Suiter caught him in a reflective mood once.
“Steve, I think about the life I led and I’m so happy,” Suiter opened by saying. Like Jobs, Suiter had struggled with cancer a few years back. “You must feel the same way because you’ve lived a life of twenty men.”
“I know,” Jobs said. “I know. I have.”
Suiter asked him about the coolest thing he’d done in his life. Jobs admitted that he hadn’t thought about that kind of thing until recently.

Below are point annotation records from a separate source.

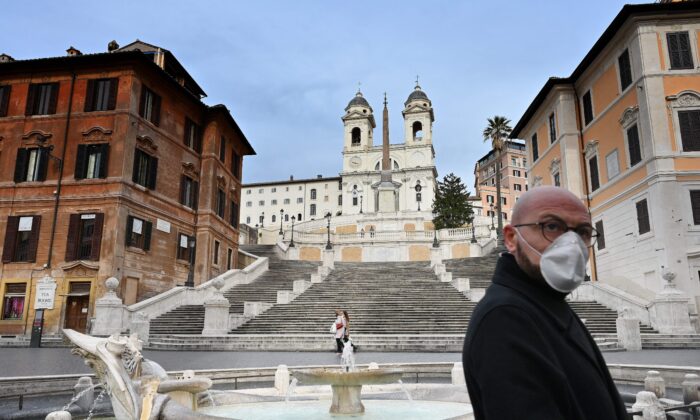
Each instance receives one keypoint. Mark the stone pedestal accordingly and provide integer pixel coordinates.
(282, 380)
(669, 309)
(108, 311)
(328, 258)
(628, 333)
(140, 325)
(216, 312)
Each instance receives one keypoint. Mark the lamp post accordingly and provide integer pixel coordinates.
(328, 244)
(291, 242)
(281, 214)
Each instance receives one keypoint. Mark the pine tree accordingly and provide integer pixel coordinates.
(451, 207)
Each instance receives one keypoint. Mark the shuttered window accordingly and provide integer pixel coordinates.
(587, 107)
(101, 94)
(42, 99)
(21, 239)
(4, 99)
(633, 146)
(91, 161)
(149, 107)
(679, 50)
(593, 167)
(600, 241)
(623, 62)
(689, 122)
(145, 169)
(138, 233)
(643, 217)
(695, 206)
(84, 237)
(31, 164)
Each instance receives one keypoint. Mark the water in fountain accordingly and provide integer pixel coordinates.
(405, 391)
(347, 360)
(77, 396)
(290, 390)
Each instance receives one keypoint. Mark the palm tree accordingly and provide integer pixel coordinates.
(497, 131)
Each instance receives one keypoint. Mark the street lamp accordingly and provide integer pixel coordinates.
(328, 244)
(281, 214)
(291, 242)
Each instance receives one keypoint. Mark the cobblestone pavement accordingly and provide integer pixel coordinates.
(56, 361)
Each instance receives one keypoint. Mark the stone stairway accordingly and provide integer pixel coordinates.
(401, 298)
(189, 319)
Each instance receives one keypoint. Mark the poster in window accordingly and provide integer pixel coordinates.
(25, 224)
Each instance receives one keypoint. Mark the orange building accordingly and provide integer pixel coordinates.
(623, 133)
(110, 166)
(513, 179)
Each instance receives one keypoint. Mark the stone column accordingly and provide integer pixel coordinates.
(628, 333)
(216, 311)
(669, 309)
(108, 311)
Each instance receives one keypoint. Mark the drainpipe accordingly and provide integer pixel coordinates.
(594, 265)
(60, 170)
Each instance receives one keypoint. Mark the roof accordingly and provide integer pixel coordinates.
(629, 10)
(291, 181)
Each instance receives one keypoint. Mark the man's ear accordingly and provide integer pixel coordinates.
(510, 238)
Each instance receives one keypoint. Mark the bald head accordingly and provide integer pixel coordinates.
(544, 197)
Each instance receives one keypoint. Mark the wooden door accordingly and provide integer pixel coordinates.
(76, 312)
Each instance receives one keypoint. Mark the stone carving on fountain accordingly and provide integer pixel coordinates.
(138, 388)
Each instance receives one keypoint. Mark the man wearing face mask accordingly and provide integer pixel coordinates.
(526, 354)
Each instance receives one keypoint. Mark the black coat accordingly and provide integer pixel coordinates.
(528, 356)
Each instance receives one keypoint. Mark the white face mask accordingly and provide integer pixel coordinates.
(563, 263)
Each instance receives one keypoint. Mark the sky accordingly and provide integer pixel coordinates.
(287, 69)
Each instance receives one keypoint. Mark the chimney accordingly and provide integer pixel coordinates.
(112, 46)
(73, 52)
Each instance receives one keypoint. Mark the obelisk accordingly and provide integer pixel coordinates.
(387, 193)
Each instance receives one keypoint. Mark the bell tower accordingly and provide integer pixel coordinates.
(418, 118)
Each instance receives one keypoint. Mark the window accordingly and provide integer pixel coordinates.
(587, 107)
(21, 239)
(643, 217)
(695, 206)
(138, 233)
(689, 122)
(220, 203)
(222, 149)
(600, 241)
(91, 161)
(101, 94)
(42, 99)
(145, 169)
(4, 99)
(593, 170)
(217, 247)
(535, 150)
(149, 108)
(193, 138)
(356, 137)
(633, 146)
(552, 128)
(623, 62)
(84, 237)
(31, 164)
(13, 301)
(679, 50)
(189, 192)
(185, 247)
(233, 216)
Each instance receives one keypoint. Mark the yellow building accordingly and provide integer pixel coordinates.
(623, 133)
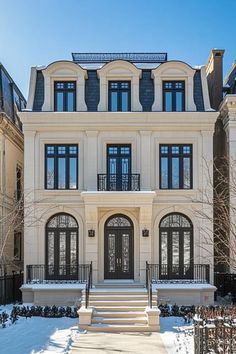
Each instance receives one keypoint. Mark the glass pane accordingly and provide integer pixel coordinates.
(175, 249)
(111, 253)
(179, 101)
(125, 165)
(50, 173)
(61, 173)
(112, 166)
(73, 248)
(70, 101)
(175, 173)
(62, 253)
(114, 101)
(73, 173)
(187, 247)
(124, 101)
(59, 102)
(164, 248)
(186, 172)
(168, 101)
(164, 172)
(125, 253)
(50, 253)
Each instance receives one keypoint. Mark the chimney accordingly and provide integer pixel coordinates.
(214, 71)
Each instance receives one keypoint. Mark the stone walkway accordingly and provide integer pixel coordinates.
(128, 343)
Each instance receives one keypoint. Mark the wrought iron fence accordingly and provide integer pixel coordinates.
(215, 331)
(41, 273)
(199, 273)
(118, 182)
(10, 287)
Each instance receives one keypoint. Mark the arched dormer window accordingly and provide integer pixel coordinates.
(119, 87)
(64, 87)
(173, 87)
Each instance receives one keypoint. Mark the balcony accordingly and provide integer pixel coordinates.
(197, 273)
(40, 273)
(118, 182)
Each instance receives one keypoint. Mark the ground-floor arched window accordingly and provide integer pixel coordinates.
(176, 247)
(61, 247)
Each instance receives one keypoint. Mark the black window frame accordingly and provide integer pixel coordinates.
(18, 255)
(173, 90)
(181, 155)
(119, 91)
(67, 156)
(65, 91)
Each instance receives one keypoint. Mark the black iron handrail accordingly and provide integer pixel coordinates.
(88, 286)
(199, 273)
(41, 273)
(149, 284)
(118, 182)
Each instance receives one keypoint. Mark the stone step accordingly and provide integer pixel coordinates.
(100, 297)
(120, 308)
(119, 320)
(119, 328)
(120, 302)
(118, 314)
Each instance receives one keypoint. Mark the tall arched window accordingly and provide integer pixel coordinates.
(176, 247)
(61, 247)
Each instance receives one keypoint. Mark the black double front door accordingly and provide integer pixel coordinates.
(118, 253)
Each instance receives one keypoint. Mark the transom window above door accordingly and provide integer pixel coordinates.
(64, 96)
(119, 96)
(61, 166)
(173, 96)
(176, 166)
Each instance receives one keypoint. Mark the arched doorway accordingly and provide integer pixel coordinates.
(176, 247)
(118, 248)
(62, 247)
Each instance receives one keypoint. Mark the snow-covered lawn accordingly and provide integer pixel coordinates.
(37, 335)
(54, 335)
(177, 336)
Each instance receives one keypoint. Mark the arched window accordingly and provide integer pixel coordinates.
(176, 247)
(62, 247)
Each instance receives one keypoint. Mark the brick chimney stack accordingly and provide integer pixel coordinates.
(214, 71)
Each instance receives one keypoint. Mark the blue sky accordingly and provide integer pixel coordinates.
(39, 32)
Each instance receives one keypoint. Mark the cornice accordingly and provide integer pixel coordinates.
(11, 131)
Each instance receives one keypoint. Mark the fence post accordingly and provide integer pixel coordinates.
(13, 286)
(5, 288)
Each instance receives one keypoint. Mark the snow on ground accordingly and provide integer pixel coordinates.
(37, 335)
(177, 336)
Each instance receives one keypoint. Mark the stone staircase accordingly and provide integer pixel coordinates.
(119, 308)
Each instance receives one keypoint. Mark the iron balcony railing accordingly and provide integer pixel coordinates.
(199, 273)
(118, 182)
(41, 273)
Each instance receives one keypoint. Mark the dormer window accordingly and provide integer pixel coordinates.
(119, 96)
(64, 96)
(173, 96)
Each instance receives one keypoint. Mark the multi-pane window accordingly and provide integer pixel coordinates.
(173, 96)
(119, 96)
(64, 96)
(175, 166)
(61, 166)
(17, 246)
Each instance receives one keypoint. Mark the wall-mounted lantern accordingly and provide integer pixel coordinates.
(145, 232)
(91, 233)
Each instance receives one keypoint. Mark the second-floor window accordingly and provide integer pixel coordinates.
(175, 166)
(61, 166)
(119, 96)
(64, 96)
(173, 96)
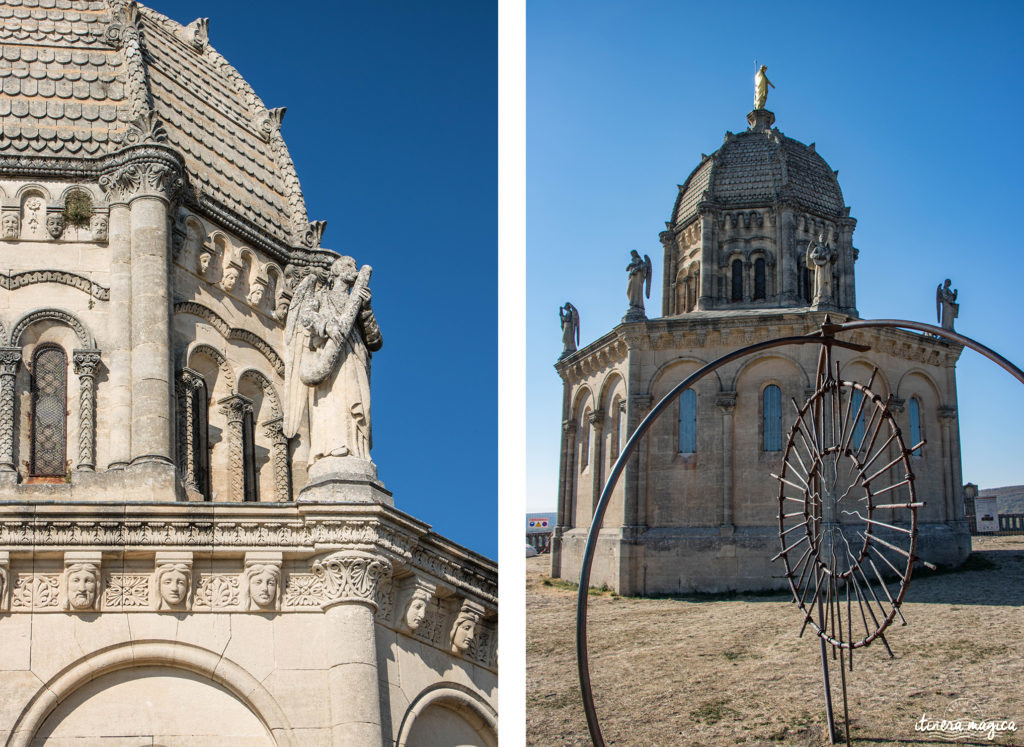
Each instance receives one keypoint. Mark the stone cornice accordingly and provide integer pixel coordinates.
(226, 529)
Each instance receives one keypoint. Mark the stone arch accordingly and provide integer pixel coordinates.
(754, 361)
(458, 699)
(170, 654)
(54, 315)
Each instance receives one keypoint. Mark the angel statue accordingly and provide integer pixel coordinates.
(638, 285)
(761, 84)
(946, 307)
(570, 328)
(329, 334)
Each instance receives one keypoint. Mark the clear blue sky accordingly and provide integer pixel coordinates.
(391, 122)
(915, 104)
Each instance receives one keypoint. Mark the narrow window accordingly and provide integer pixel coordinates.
(759, 280)
(201, 439)
(737, 280)
(688, 422)
(858, 427)
(49, 412)
(249, 473)
(772, 410)
(914, 410)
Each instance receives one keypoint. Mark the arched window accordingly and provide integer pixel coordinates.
(688, 422)
(759, 279)
(772, 412)
(737, 280)
(913, 407)
(49, 408)
(250, 476)
(858, 427)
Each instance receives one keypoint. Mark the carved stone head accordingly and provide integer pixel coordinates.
(98, 225)
(171, 586)
(260, 587)
(81, 586)
(11, 225)
(55, 224)
(464, 629)
(230, 278)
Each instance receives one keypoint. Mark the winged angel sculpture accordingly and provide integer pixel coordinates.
(329, 335)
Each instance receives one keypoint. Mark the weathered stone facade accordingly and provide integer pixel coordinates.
(699, 512)
(155, 533)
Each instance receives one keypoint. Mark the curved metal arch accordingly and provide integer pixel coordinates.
(825, 336)
(54, 315)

“You know, I sort of feel like we don’t step back and think about those kinds of things. Jony and I were talking about that,” Jobs said, referring to Apple’s designer Jonathan Ive, with whom he spent a lot of time. “For me, it would be a tie. Without a doubt the first Macintosh was so much fun to do, and I truly believe the first-generation iPhone was so similar in that it was just so different, so unique, and so far beyond what anybody else was expecting.”
When Jobs finished designing the logo of the heart, Suiter found someone who made exquisitely crafted linen boxes. Then he located a museum quality printer. Suiter also persuaded Jobs to write a letter to his family that was letter-pressed and enclosed under a sheet of vellum paper. As before, Jobs was initially resistant.
“Aw man. Aw God.”
“No, come on! You can write that,” Suiter said to coax him. “Think about it. The first time you saw her she swept you off your feet, right?”
The result was a sweet and melancholy note. When the gift was finally finished, Jobs had tears in his eyes.